The much-anticipated introduction of Eaglechild to the Indigenous Gathering Space attracted a sizeable crowd of university faculty, community leaders and students. The aromas of freshly brewed coffee and scrumptious bannock filled the room, which was packed to capacity. A chorus of “ooh” and “ah” resonated audibly as Steinhauer’s Eaglechild made its first public appearance. Onlookers were immediately seized by the sheer power of Steinhauer’s creation. Although Eaglechild will be displayed alongside four other Steinhauer works, the emotions evoked by this particular image are profoundly captivating.
“We need education to help our people,” said Ben Steinhauer, the son of Stewart Steinhauer, as he ascended the podium. “We have a place here to work on partnerships” he continued in reference to the entirety of the Indigenous Gathering Space. “My grandfather told me the story of Eaglechild, but you’ll have to excuse me, I’m not really much of a public speaker” he admitted bashfully as he passed the microphone to his aunt Dr. Diane Steinhauer. “My auntie is a better storyteller.” Dr. Steinhauer proceeded to unfold for the audience the story of Eaglechild and his journey of self discovery in pursuit of knowledge.
In the legend, humans are plunged into a world of darkness after losing sight of their traditions and taking their natural surroundings for granted. Saved, after being hidden in a cave by his sister, there is only one survivor left to wander the Earth in search of answers. Eaglechild does not understand his function in the world or why he is there and ventures out in search of his purpose. After being sent on a journey taking him to the four corners of his world, Eaglechild receives the wisdom he sought for so long after encountering seven large rocks. His ascension to manhood is marked by each rock explaining to Eaglechild the significance of one of the seven stages of human life. From here Eaglechild opens four mysterious bundles collected during his travels to the four corners of his world restoring: light to the east, water to the south, plants and animals to the west and wind to the north.
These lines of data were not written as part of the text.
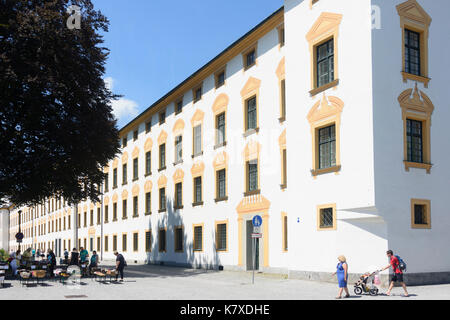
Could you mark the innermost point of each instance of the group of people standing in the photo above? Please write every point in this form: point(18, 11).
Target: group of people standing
point(342, 275)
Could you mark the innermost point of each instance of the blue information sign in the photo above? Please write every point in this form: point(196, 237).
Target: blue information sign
point(257, 221)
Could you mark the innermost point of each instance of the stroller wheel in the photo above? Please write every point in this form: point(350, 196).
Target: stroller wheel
point(373, 292)
point(358, 291)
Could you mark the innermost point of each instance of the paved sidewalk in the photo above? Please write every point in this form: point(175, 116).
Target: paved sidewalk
point(144, 282)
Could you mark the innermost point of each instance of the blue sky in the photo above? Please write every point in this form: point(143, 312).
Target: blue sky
point(156, 44)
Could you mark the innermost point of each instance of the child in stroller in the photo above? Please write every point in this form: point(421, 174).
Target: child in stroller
point(366, 283)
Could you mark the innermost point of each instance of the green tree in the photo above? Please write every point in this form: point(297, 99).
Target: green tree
point(57, 130)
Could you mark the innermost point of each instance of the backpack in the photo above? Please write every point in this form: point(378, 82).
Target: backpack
point(401, 264)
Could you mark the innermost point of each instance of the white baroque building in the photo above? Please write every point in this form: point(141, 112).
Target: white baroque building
point(327, 119)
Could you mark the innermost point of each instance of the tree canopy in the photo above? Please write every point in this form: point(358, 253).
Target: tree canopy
point(57, 131)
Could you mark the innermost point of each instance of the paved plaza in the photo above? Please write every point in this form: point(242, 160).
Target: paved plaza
point(168, 283)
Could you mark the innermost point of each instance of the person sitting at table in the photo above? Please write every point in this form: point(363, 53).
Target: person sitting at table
point(74, 257)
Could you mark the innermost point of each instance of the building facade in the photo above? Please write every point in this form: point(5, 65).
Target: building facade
point(327, 120)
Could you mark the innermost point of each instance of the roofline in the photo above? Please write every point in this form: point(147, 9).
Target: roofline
point(173, 94)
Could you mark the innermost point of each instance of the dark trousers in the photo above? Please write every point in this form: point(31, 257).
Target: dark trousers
point(119, 271)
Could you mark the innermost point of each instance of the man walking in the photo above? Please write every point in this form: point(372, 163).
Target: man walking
point(120, 265)
point(398, 273)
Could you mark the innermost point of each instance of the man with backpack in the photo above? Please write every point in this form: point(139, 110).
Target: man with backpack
point(398, 266)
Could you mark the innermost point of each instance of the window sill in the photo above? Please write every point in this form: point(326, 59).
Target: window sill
point(324, 87)
point(221, 199)
point(197, 155)
point(252, 193)
point(409, 76)
point(220, 145)
point(196, 204)
point(250, 132)
point(178, 162)
point(325, 171)
point(418, 165)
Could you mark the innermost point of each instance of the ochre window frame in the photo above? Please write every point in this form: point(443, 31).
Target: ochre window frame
point(193, 237)
point(324, 113)
point(198, 170)
point(252, 153)
point(420, 23)
point(324, 29)
point(250, 90)
point(216, 224)
point(220, 163)
point(420, 108)
point(245, 53)
point(326, 206)
point(427, 204)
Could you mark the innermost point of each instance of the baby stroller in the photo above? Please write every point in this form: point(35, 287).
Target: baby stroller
point(367, 284)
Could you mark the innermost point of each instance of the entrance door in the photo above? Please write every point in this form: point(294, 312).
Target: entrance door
point(250, 245)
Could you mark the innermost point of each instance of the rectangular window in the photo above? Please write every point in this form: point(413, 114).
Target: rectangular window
point(135, 207)
point(162, 240)
point(162, 156)
point(252, 178)
point(284, 170)
point(178, 148)
point(135, 169)
point(325, 63)
point(412, 52)
point(179, 195)
point(221, 184)
point(179, 239)
point(178, 106)
point(124, 174)
point(197, 190)
point(251, 122)
point(327, 147)
point(283, 99)
point(326, 218)
point(106, 182)
point(221, 237)
point(135, 242)
point(115, 211)
point(106, 244)
point(148, 204)
point(162, 117)
point(124, 209)
point(124, 243)
point(220, 79)
point(414, 138)
point(250, 58)
point(115, 178)
point(148, 163)
point(162, 199)
point(198, 238)
point(197, 94)
point(220, 127)
point(114, 243)
point(148, 241)
point(197, 140)
point(106, 213)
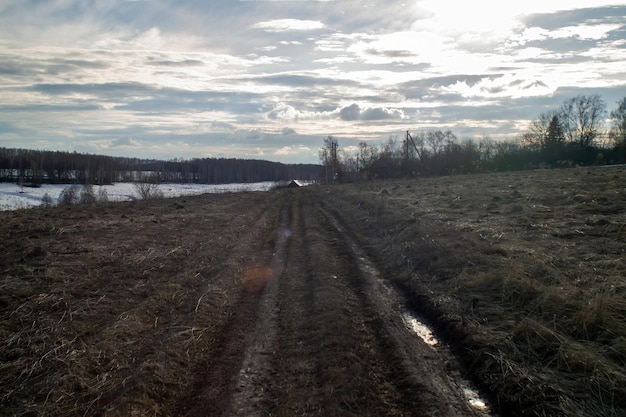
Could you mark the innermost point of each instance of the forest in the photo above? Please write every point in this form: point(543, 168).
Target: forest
point(34, 167)
point(575, 134)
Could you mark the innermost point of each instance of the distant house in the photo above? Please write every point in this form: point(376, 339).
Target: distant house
point(295, 183)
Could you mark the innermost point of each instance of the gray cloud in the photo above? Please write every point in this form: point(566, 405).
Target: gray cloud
point(354, 112)
point(272, 78)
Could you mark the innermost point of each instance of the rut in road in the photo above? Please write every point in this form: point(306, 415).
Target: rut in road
point(338, 354)
point(307, 335)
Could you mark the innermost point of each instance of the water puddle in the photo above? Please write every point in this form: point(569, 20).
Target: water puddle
point(393, 302)
point(424, 332)
point(420, 329)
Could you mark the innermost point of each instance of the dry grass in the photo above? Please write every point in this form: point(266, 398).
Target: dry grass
point(525, 271)
point(111, 309)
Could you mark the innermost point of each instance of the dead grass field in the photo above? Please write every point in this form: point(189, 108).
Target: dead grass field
point(524, 272)
point(146, 308)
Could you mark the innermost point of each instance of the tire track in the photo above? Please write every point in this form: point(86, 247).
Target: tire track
point(446, 393)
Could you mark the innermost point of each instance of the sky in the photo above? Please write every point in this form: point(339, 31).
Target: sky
point(270, 79)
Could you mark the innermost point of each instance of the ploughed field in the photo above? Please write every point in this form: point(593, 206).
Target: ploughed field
point(291, 302)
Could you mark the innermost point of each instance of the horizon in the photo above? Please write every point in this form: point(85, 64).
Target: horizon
point(158, 79)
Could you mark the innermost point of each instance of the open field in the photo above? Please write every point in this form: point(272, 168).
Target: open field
point(290, 302)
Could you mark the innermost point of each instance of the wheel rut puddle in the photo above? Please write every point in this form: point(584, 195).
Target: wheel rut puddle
point(252, 379)
point(444, 378)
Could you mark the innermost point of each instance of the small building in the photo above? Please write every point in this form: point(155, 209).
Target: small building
point(295, 183)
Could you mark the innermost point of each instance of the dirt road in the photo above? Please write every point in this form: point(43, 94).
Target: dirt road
point(238, 305)
point(319, 331)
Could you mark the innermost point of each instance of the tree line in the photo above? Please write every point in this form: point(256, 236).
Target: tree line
point(34, 167)
point(576, 133)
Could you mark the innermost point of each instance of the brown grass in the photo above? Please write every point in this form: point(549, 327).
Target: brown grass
point(524, 271)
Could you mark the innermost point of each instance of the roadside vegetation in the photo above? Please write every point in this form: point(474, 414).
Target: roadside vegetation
point(575, 134)
point(522, 272)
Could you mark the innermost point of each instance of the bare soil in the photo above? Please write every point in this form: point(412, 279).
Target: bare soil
point(290, 302)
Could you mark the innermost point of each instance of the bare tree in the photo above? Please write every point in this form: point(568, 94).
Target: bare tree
point(538, 131)
point(581, 119)
point(617, 132)
point(328, 157)
point(148, 188)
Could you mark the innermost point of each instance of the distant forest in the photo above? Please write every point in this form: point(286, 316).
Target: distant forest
point(34, 167)
point(574, 134)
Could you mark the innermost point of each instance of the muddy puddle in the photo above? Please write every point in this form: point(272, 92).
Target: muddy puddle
point(391, 304)
point(424, 332)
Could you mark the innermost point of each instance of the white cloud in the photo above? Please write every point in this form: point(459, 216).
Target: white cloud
point(286, 25)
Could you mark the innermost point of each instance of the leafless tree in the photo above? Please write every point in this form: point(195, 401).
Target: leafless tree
point(617, 132)
point(148, 188)
point(581, 119)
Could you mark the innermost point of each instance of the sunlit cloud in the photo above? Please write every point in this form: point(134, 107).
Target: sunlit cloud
point(285, 25)
point(271, 78)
This rebirth brought about by Eaglechild serves as a metaphor for the ongoing healing that is taking place in Canada’s First Nations, Métis and Inuit communities. Just as Eaglechild ended the plague of darkness, many people of First Nations, Métis and Inuit ancestry are also struggling to gain more understanding of their own traditions and cultural practices. The image of Eaglechild nestled within the embrace of a nurturing female form, is in fact the perfect representation to capture the spirit of the Indigenous Gathering Space. “So that we don’t get lost, we will fill this space with reconciliation and work together,” Dr. Steinhauer explained after telling the story of Eaglechild’s long voyage.
The Indigenous Gathering Space is a new inclusive area, situated on the second level of the Faculty of Extension building in downtown Edmonton. Steinhauer’s Eaglechild has found an ideal home surrounded by the inspiration of learning, sharing and coming together. The University of Alberta hopes that the space will attract members from First Nations, Métis and Aboriginal communities in addition to students.
The designs for the space itself are the result of significant intellectual collaboration and culturally symbolic composition. Bev Betkowski from the UAlberta News wrote on June 22 that “the Indigenous Gathering Space will serve as a teaching, ceremony and meeting space for community members and students. It was designed by architects guided by input from Elders, and reflects traditional Indigenous beliefs. The floor features a stained wood medicine circle at the centre of the room and includes traditional associations between colours, land-based teachings and the cardinal directions: red flooring to the south (the water), green to the west (the bear), white to the north (the air) and yellow to the east (the sun).”
Dr. Steinhauer and Ben Steinhauer concluded the afternoon’s unveiling by inviting the audience to come see Eaglechild up close. Onlookers were encouraged to approach the sculpture from all visual angles. Indeed, from various vantage points the piece reflected to the viewer different messages found within the legend. From one angle the sculpture epitomized strength, from another the nurturing of innocence, from another the tranquillity of resolve. Now Eaglechild now stands watch over the gatherers flocking to the Indigenous Gathering Space reminding visitors that wisdom is a journey, and that restoration (or healing) can only come through knowledge. The impact of Steinhauer’s vision embodies more than the legend of Eaglechild, but a hope for future healing and spiritual reawakening.